Secondly, Walker noted that the nascent DC Universe streaming service “is a premium, pay platform, and the content you go to pay for has got to be something you’re not going to see on free TV — content-wise, in terms of how it looks, and in terms of how people talk.”

To that end, might Titans show some skin as well (beyond the bit of beefcake Hank “Hawk” Hall serves up in Episode 2? “If it’s revealing of character, for sure,” says Walker, “just the way that violence is on our show.”

To recap….

The “F–k Batman” moment came early in the series’ first episode, well before Detroit PD detective Dick Grayson found himself sitting in an interrogation room across from Rachel Roth, a young woman who had just lobbed a brick at a police cruiser so as to get away from a shelter volunteer who seemed to wish her harm. “You’re the boy from the circus,” Rachel said, having previously had visions of Dick watching her acrobat parents plummet to their deaths. “Everything led me here, to you. It can’t be by accident,” the lass contended. She then unsuccessfully begged to be locked up, attesting, “There’s something inside of me, something evil.”

Dick disregarded the odd request, and Rachel as a result was led away by a dirty cop who was doing the bidding of the man who had earlier killed her alcoholic “mother.” Mumbling something about Rachel representing a “doorway” for something heinous to pass through, the man started to perform a mystical ritual, but was distracted by Dick’s arrival at his hideout. Rachel’s “other self” — a Ring-like demon — then attacked her captor, materializing and entering his body, leaving him to die a ghastly, retching death. Afterward, Dick agreed to help Rachel, driving her away in a snazzy “family heirloom” (more on that in a later episode).

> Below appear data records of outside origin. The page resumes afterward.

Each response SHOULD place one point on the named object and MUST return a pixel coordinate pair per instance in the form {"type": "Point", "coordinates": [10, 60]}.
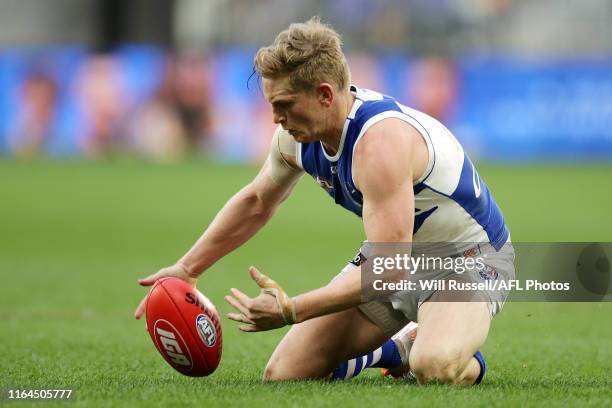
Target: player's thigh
{"type": "Point", "coordinates": [314, 348]}
{"type": "Point", "coordinates": [449, 334]}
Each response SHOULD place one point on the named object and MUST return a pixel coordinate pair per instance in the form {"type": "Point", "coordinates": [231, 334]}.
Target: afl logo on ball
{"type": "Point", "coordinates": [206, 330]}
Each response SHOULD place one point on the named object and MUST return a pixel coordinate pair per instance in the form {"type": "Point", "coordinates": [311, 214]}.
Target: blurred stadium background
{"type": "Point", "coordinates": [516, 80]}
{"type": "Point", "coordinates": [125, 126]}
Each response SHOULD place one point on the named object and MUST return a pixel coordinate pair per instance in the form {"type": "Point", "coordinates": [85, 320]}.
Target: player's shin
{"type": "Point", "coordinates": [386, 356]}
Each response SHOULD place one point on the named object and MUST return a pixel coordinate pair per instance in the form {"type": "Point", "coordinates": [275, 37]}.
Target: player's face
{"type": "Point", "coordinates": [299, 112]}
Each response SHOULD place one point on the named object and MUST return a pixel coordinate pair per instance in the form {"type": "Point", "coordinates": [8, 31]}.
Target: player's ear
{"type": "Point", "coordinates": [325, 94]}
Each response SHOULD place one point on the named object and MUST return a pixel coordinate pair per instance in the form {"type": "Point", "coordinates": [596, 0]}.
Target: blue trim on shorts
{"type": "Point", "coordinates": [483, 367]}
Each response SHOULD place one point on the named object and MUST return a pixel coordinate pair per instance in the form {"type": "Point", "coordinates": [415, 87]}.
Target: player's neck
{"type": "Point", "coordinates": [332, 140]}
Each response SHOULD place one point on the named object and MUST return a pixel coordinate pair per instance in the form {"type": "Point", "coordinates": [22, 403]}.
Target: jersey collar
{"type": "Point", "coordinates": [356, 105]}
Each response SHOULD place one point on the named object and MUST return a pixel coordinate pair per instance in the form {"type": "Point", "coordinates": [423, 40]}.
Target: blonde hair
{"type": "Point", "coordinates": [310, 53]}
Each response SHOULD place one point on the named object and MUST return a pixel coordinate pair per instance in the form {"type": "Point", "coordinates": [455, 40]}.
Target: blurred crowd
{"type": "Point", "coordinates": [99, 106]}
{"type": "Point", "coordinates": [514, 79]}
{"type": "Point", "coordinates": [145, 102]}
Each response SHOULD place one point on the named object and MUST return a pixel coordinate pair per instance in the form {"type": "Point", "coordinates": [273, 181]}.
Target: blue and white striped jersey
{"type": "Point", "coordinates": [452, 203]}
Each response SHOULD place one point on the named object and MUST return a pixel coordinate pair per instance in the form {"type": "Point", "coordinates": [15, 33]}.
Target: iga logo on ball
{"type": "Point", "coordinates": [206, 330]}
{"type": "Point", "coordinates": [171, 344]}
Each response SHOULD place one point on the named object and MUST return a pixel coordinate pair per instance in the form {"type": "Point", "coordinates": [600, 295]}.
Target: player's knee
{"type": "Point", "coordinates": [272, 371]}
{"type": "Point", "coordinates": [436, 366]}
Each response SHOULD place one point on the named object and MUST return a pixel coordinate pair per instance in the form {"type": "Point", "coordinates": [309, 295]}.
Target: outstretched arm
{"type": "Point", "coordinates": [240, 218]}
{"type": "Point", "coordinates": [383, 169]}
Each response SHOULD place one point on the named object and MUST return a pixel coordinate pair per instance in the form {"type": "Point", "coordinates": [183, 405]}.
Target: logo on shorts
{"type": "Point", "coordinates": [325, 184]}
{"type": "Point", "coordinates": [488, 273]}
{"type": "Point", "coordinates": [206, 330]}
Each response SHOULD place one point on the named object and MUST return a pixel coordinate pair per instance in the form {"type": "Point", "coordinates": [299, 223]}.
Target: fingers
{"type": "Point", "coordinates": [249, 328]}
{"type": "Point", "coordinates": [240, 318]}
{"type": "Point", "coordinates": [237, 305]}
{"type": "Point", "coordinates": [241, 297]}
{"type": "Point", "coordinates": [255, 274]}
{"type": "Point", "coordinates": [141, 308]}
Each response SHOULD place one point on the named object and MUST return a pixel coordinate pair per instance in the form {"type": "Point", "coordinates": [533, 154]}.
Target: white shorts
{"type": "Point", "coordinates": [402, 307]}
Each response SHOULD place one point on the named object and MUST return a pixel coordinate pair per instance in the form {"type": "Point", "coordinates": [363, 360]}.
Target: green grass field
{"type": "Point", "coordinates": [75, 236]}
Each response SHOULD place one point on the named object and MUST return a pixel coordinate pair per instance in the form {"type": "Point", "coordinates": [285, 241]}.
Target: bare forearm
{"type": "Point", "coordinates": [241, 217]}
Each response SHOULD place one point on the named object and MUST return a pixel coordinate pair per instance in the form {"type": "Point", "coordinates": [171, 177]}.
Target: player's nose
{"type": "Point", "coordinates": [279, 119]}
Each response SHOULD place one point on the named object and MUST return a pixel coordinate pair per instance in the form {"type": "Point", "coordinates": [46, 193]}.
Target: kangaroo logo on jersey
{"type": "Point", "coordinates": [420, 216]}
{"type": "Point", "coordinates": [325, 184]}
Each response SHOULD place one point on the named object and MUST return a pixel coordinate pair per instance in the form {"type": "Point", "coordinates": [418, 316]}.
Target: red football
{"type": "Point", "coordinates": [184, 326]}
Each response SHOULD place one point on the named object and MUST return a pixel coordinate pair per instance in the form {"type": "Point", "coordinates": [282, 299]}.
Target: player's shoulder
{"type": "Point", "coordinates": [284, 147]}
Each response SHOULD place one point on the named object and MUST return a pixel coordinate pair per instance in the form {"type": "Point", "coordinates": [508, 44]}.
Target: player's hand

“My mom says there’s no such thing a monsters,” Rachel says/warns as they drive off into the dark night. “I think she was wrong.”

The other half of the series premiere picked up with “Kory Anders” coming to in the wake of a car crash that killed the driver, outside of Vienna. Escaping into the woods as goons descend on her, the amnesic Kory sneaks off into a rest room, where she takes stock of the contents of her purse — a passport noting her alleged name; a locker key; and a hotel room access card. Kory arrives and said hotel and makes her way to her room occupying the entire top floor. There she finds a man tied to the bed, but not for any fun reason.

“The girl you’re after, we can find her,” he proclaims, for naught. Instead, Kory is more curious about the man whose picture is on her phone. When he is eventually ID’d as Konstantin Kovar, Kory goes to the club operated by her prey. And Konnie ain’t happy to see the woman who apparently was once in his bed. “You betrayed me, because of this girl?” he growls, gesturing at a photo of Rachel Roth. When Kory nearly laughs at the idea that she loved this man, Konstanin fires a bullet at her. Except that before impact, it ignites… something… in its target, whose body begins to glow with and quickly expunge fire. Having turned Konstanin and his henchmen into briquettes, Kory snatches the pic of the girl, Rachel, and heads off.

In the premiere’s very final sequence, the night watchman at an electronics store is roused by noises from the stock room. Breaking away from his retro videogame to investigate, he is startled by the discovery of a green tiger. The animal means no harm, and instead trots outside, into the woods, where it transforms into… a teenage boy.